Sin embargo, la Agencia Nacional de Minería (ANM) opera con restricciones presupuestarias y una dotación de personal insuficiente para sostener el volumen creciente de solicitudes y compromisos regulatorios.
La ANM supervisa más de 255.000 procesos mineros activos y enfrenta un aumento significativo en los pedidos de exploración de tierras raras. Desde 2023, la agencia recibió más de 3.000 solicitudes, frente a las 745 registradas entre 1975 y 2022. La estructura actual no permite procesar ese incremento en los tiempos requeridos por el sector ni cumplir con las inspecciones y autorizaciones necesarias para habilitar nuevos proyectos.
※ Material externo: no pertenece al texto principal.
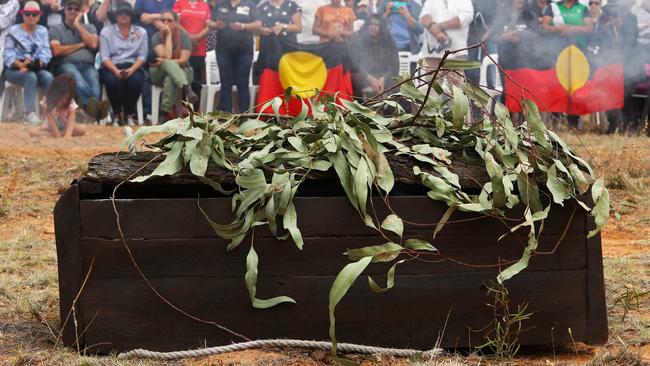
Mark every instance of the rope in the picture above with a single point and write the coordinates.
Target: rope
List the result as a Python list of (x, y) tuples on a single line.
[(277, 343)]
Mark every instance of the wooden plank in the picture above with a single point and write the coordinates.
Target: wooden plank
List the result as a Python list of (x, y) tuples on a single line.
[(67, 230), (410, 315), (320, 256), (596, 306), (317, 216), (113, 168)]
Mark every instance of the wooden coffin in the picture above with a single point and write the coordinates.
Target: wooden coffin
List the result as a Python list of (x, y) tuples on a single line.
[(435, 297)]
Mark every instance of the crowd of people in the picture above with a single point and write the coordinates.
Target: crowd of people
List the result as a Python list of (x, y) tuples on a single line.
[(126, 46)]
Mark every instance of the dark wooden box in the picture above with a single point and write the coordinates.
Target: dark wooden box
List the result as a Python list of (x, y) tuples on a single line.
[(178, 251)]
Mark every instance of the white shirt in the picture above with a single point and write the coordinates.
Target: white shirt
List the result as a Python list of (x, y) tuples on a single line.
[(309, 8), (440, 11)]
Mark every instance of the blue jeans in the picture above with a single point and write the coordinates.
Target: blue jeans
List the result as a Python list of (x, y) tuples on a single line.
[(30, 81), (234, 69), (123, 93), (87, 79)]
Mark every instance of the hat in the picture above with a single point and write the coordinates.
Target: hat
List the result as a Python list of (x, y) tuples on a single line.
[(31, 6), (70, 2), (125, 7)]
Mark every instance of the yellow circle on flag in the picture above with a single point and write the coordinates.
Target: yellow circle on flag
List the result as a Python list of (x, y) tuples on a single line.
[(572, 69), (304, 72)]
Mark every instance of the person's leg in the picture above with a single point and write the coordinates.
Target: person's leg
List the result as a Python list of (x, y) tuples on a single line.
[(161, 78), (226, 73), (198, 67), (133, 91), (113, 89), (243, 63), (28, 81)]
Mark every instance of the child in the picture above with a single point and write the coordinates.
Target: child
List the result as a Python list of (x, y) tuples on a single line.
[(60, 110)]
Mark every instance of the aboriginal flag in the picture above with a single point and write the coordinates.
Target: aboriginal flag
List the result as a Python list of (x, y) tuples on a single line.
[(307, 69), (569, 79)]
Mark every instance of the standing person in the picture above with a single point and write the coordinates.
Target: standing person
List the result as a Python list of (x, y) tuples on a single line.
[(280, 18), (403, 24), (194, 16), (123, 51), (237, 21), (74, 46), (60, 110), (447, 24), (26, 55), (8, 11), (309, 8), (568, 22), (334, 22), (171, 70), (375, 57), (485, 12)]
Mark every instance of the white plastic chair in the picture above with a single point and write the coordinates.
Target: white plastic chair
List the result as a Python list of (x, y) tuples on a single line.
[(156, 93), (213, 84), (488, 65)]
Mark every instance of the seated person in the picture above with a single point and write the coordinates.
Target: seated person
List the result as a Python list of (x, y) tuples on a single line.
[(74, 46), (375, 58), (123, 52), (26, 55), (171, 70)]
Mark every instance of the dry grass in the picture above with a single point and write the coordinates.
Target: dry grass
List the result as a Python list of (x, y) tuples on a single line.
[(34, 172)]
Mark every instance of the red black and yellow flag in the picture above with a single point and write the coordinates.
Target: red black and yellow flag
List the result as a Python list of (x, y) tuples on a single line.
[(572, 82), (306, 69)]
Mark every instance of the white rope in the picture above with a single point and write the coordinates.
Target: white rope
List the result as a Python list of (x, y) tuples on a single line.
[(277, 343)]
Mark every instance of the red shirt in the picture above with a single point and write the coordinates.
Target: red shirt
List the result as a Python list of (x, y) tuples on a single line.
[(194, 18)]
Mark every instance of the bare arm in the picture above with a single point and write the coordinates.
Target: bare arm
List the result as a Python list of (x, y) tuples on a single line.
[(54, 130), (102, 12)]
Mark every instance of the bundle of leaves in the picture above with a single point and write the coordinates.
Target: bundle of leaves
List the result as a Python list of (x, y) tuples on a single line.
[(270, 156)]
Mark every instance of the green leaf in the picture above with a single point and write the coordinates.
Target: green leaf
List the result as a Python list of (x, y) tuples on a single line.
[(579, 178), (251, 284), (340, 287), (172, 164), (496, 176), (290, 222), (390, 280), (460, 108), (600, 212), (379, 253), (393, 223), (418, 244)]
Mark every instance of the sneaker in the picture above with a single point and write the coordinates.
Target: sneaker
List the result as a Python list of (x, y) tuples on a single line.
[(190, 95), (102, 109), (32, 118), (91, 108)]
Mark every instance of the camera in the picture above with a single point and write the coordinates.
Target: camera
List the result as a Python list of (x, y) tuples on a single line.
[(397, 5)]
El organismo también debe revisar las estructuras de residuos mineros en un país que mantiene antecedentes de fallas en diques de estériles. Los recortes presupuestarios afectan la capacidad de fiscalización y reducen la disponibilidad de personal especializado.
La agencia cuenta con menos de la mitad de la dotación considerada necesaria y solo cuatro técnicos dedicados a minerales críticos, lo que limita su capacidad para atender compromisos internacionales y garantizar estándares de seguridad.
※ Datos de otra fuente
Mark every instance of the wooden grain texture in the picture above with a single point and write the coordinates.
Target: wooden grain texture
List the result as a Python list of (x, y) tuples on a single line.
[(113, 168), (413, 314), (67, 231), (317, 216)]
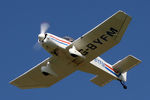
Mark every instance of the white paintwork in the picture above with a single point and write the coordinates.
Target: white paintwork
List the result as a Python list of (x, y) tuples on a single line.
[(61, 64)]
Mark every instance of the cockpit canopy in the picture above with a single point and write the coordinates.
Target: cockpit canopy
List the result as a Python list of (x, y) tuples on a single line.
[(68, 38)]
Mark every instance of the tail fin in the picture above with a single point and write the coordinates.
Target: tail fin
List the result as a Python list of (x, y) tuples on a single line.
[(124, 65)]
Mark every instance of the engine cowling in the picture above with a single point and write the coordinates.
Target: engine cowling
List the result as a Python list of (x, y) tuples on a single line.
[(47, 70)]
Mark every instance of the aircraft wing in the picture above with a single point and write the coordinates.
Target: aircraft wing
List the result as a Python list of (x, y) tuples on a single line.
[(35, 79), (102, 37)]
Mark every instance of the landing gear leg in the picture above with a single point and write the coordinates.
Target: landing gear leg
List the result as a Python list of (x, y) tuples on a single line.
[(123, 84)]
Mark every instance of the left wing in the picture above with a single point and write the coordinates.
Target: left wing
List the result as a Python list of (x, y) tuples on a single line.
[(35, 79), (102, 37)]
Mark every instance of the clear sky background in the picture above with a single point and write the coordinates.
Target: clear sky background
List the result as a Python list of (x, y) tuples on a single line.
[(20, 24)]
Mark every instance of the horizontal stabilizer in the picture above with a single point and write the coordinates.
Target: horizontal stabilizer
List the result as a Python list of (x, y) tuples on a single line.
[(126, 64), (102, 80)]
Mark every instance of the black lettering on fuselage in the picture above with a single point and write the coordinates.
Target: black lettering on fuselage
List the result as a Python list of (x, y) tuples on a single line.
[(112, 32), (104, 37), (97, 41)]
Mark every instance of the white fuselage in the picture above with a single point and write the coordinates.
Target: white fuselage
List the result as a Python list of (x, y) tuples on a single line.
[(54, 44)]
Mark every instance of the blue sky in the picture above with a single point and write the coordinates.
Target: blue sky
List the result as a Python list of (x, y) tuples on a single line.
[(20, 24)]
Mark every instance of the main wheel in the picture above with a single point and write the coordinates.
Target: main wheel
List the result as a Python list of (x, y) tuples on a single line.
[(45, 73)]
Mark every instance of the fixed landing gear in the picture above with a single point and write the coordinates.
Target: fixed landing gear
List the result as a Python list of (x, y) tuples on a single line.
[(123, 84)]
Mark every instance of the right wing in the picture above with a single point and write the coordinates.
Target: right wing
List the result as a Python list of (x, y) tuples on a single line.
[(102, 37), (35, 79), (126, 64)]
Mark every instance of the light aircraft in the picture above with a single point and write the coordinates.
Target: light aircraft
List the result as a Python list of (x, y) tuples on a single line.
[(82, 54)]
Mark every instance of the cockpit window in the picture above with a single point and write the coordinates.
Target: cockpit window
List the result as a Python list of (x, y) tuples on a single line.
[(68, 38)]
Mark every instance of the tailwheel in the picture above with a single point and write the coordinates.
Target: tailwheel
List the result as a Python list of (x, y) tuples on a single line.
[(123, 84)]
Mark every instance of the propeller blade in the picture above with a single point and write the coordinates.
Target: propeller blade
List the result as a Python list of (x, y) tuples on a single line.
[(44, 27)]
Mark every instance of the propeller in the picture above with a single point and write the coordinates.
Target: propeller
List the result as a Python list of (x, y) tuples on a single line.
[(44, 28)]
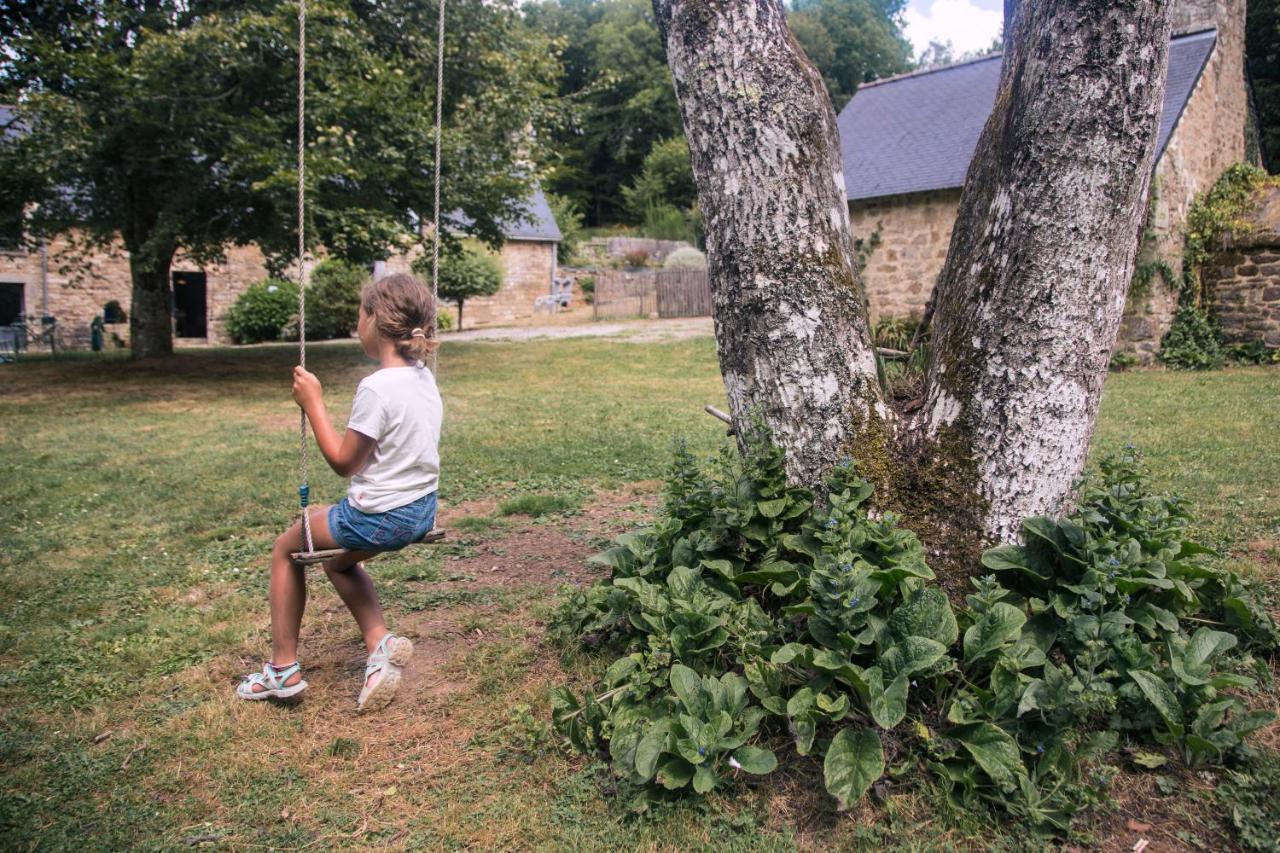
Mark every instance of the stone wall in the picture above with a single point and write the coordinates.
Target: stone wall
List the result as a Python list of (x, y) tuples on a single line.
[(529, 267), (1244, 278), (1210, 137), (82, 281), (915, 232), (915, 229)]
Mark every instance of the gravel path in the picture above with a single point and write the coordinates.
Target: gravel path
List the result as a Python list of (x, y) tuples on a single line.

La contradicción entre la ambición geopolítica y la capacidad institucional se vuelve un factor central para el desarrollo del sector. La expansión de la minería de tierras raras requiere un regulador capaz de procesar permisos, fiscalizar operaciones y asegurar trazabilidad ambiental en línea con las exigencias de los mercados compradores.
La falta de recursos en la ANM introduce incertidumbre operativa y puede retrasar inversiones en un segmento donde la competencia internacional se acelera.
El caso brasileño muestra que la disponibilidad geológica no es suficiente para consolidar una posición en la cadena global de minerales críticos.
La capacidad estatal para administrar permisos, supervisar operaciones y sostener estándares regulatorios se convierte en un componente determinante para atraer proyectos y cumplir con los requisitos de los mercados que demandan estos insumos. La evolución de la ANM será un elemento clave para definir el alcance de la estrategia brasileña en tierras raras.